We want to remind you that Required Minimum Distributions (RMDs) are required in 2021. A retirement plan* account owner must normally begin taking an RMD annually starting the year he or she reaches 70 ½ or 72, depending on their birthdate and maybe the year they retire. The CARES Act waived RMDs during 2020 so seniors and retirees, including beneficiaries with inherited accounts, were not required to take money out of IRAs and workplace retirement plans. Make sure you know if your 2021 estimated tax payments will cover the taxes due on your 2021 RMD, or if you will owe tax in April 2022 for this income.

The SECURE Act changed the age when individuals must begin taking withdrawals from their retirement accounts. Someone born on or before June 30, 1949, was required to start getting RMDs for the year they reached the age of 70½. However, under the SECURE Act, if a person's 70th birthday is July 1, 2019, or later, they do not have to take their first RMD until the year they reach age 72.

* Retirement plans requiring RMDs include traditional, Simplified Employee Pension Plan (SEP) and Savings Incentive Match Plan for Employees (SIMPLE) Individual Retirement Accounts; 401(k), 403(b), 457(b), profit sharing and other defined contribution plans.

Is 2021 the first year you are required to take an RMD?

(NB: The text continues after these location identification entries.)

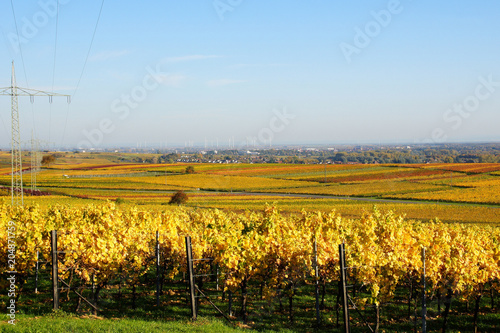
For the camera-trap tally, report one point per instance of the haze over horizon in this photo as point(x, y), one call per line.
point(334, 72)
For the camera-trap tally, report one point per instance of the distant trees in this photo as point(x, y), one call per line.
point(48, 160)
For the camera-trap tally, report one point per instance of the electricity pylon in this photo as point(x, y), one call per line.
point(17, 167)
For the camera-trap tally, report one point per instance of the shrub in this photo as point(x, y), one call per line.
point(178, 198)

Individuals who did not reach age 70 ½ in 2019 and will reach age 72 in 2021 will have their first RMD due by April 1, 2022, and their second RMD due by Dec. 31, 2022. To avoid having both amounts included in income for the same year, the individual can make the first withdrawal by Dec. 31, 2021, instead of waiting until April 1, 2022. After the first year, all RMDs must be made by Dec. 31.

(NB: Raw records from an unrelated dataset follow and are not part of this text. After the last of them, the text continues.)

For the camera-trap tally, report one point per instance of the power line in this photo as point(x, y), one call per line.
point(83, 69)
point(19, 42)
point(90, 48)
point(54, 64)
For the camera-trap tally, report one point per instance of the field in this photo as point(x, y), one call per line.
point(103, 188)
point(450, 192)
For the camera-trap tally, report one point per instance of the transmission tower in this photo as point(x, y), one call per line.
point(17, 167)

If you do not know how much your RMD is for 2021, please contact your IRA account Trustee. Not taking a required distribution, or not withdrawing enough, could mean a 50% excise tax on the amount not distributed.

Qualified Charitable Distributions (QCDs)

A Qualified Charitable Distribution (QCD) is a tax benefit that allows some owners of individual retirement accounts (IRA’s) to make charitable contributions by transferring IRA funds directly to qualifying charities. The IRA funds that go to the charity are excluded from income, which provides a better tax benefit than an itemized deduction because the QCD reduces adjusted gross income, or AGI.

If you are planning on making charitable contributions and are required to take an RMD, a QCD is the way to go. However, QCD’s have their limits. They are only available to IRA owners and IRA beneficiaries who are 70-1/2 or older, and they are limited to $100,000 per person per year (not per IRA account).